No. Because he’s got flow through the pulmonary artery,
his saturation, again we don’t have a crystal ball.
What if the saturation was 94 percent after the Glenn?
We might say let’s leave that alone. You know all the
numbers are good. We’re not going to make him any
better with the fontan, he’s sort of got a natural one
and a half and we might leave the ASD open for a
prolonged time then. Again that’s another case where
you open the door and there’s so many choices it gets to
be information overload.
Is
Zachary’s left ventricle and systemic blood flow
considered normal? Are there anticipated concerns with
the left ventricle in the future?
I don’t have any concerns about his left ventricle in
the future based on the information that I have.
I
think we’re done. I don’t really expect to hear
anything different from Dr. Fricker. As a mom, I hope
to hear him say “give this pill to Zach and he’ll be
fine”
I totally encourage you to get the second opinion.
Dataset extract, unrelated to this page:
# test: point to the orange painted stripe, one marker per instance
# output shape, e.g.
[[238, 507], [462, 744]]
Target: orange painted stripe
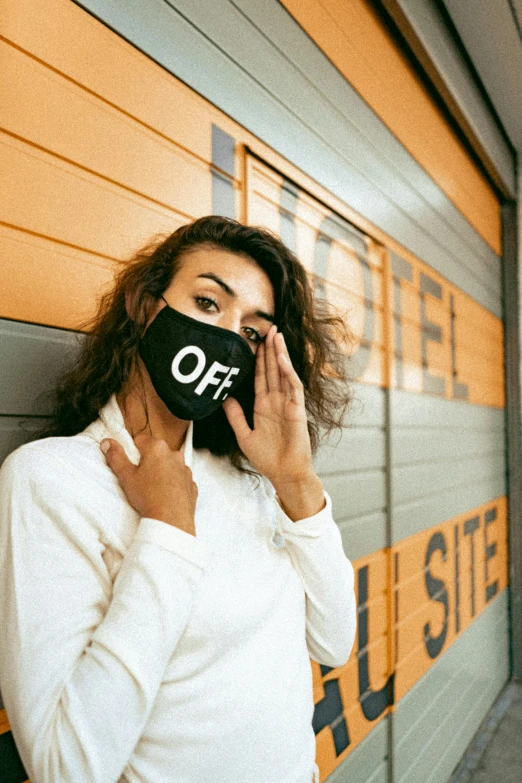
[[403, 607], [4, 722], [353, 37]]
Again, as a father, my daughter gets a cold, throws up a
little bit and I freak out. Only because of my
experience as a surgeon can I imagine what its like
walking in your shoes. Your tremendously loved son has
heart disease and it changes your life. I will say that
I think here, we take care of this spectrum of diseases
as well as anywhere in the world. Our surgical results
for the Glenn, I’m not going to tell you there’s 100%
survival, but there is. We’ve never lost a baby in a
Glenn with this set up. There is an occasional baby
with the Glenn who dies but its with HLHS. There can be
complications. There are some extraordinarily rare
complications after Glenns that you’ll find on the
internet. And any time you use the heart lung machine
you can have a stroke, or brain damage or bleeding or
any of those issues. But, again, I would never tell this
operation is easy but its very straight forward. We
know exactly what to do; we’ve done it many, many times
before with minimal complications. And the commitment
is always the same, to take care of Zach like he was my
little boy or my little girl and that’s what happens.